Alors que les bourreaux brandissent des pierres pour le lapider, je m’arrête sur le visage d’Etienne tout entier tourné vers le Christ. « Tout rempli de l’Esprit Saint, il fixa son regard vers le ciel ; il vit alors la gloire de Dieu t Jésus debout à la droite de Dieu. » (Ac, 7,55). Et moi, dans les épreuves que je peux traverser, est-ce que je garde mon regard fixé sur le Christ ?

J’examine un instant la foule, tournant des regards haineux vers Etienne, préparant de quoi le frapper. Et moi, mon regard est-il toujours pur ? Ne suis-je pas tenté, parfois, de régler des comptes ?

         Je me tourne maintenant vers la grande verrière surmontant le chœur.

Etienne, sur la droite, présente la cathédrale à Marie portant Jésus dans ses bras. Etienne se fait notre intercesseur vers le Christ.

« Seigneur Jésus, reçois mon esprit » (Ac, 7,59) s’écrie-t-il au moment de sa mort. Je peux alors méditer sur la place des saints dans ma vie de foi. Comment m’aident-ils à me tourner vers le Christ ?

Je prends maintenant un temps de dialogue avec le Seigneur. Je lui rends grâce pour sa présence, lui présente, peut-être, les pierres qu’il m’arrive d’avoir envie de lancer. Je lui confie aussi ceux qui ont, aujourd’hui, besoin de son secours, recourant, si je le souhaite, à l’intercession de Marie ou d’un saint.

Faisant mémoire de la demande d’Etienne, reprise de celle du Christ en croix, « Seigneur ne leur impute pas ce péché » (Ac, 7, 60), je dis cette prière de St Anselme de Canterbury (1033-1109).

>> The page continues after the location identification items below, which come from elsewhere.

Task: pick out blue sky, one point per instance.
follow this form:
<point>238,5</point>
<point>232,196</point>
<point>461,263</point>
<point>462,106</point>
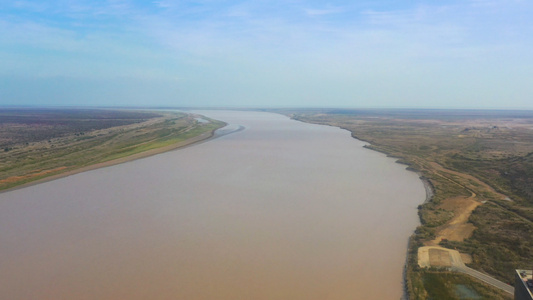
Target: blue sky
<point>428,54</point>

« Étienne, et vraiment Étienne parce que vraiment couronné (Stephanos signifie « couronne » en grec), dis à Celui qui t’aime et que tu aimes : Seigneur, ne lui compte pas ces péchés (Ac 7, 60). Dis-Lui, pour le pauvre qui te supplie, ce que tu as dit pour le peuple qui t’a mis à mort. Que parle seulement ta charité, et je suis certain que Dieu très bienveillant pardonnera tous mes péchés. Car Il est miséricordieux, mon Créateur, et moi malheureux, sa créature, et toi l’ami bien-aimé de Celui qui est béni dans les siècles (Rm 1, 25). Seigneur, ne leur compte pas ce péché. Homme bienheureux, quelle espérance tu donnes aux pécheurs,

tes amis, quand ils entendent dire que tu as montré pareille sollicitude pour des impies, tes ennemis ! Seigneur, ne leur compte pas ce péché. Comment répondra-t-il, quand il est invoqué, celui qui excusait ainsi, quand il était provoqué ! De quelle bienveillance couvera-t-il les humbles, lui qui est maintenant glorifié, celui qui secourait ainsi les superbes alors qu’il était humilié ! Avec quelle promptitude délivrera-t-il les affligés, celui qui, aujourd’hui libéré avec puissance, hier venait ainsi en aide à ceux qui l’affligeaient ! Eux se pressaient d’ôter ton âme, toi tu t’efforçais de rendre vie à leur âme. Amen. »

Au nom du Père, du Fils et du Saint Esprit.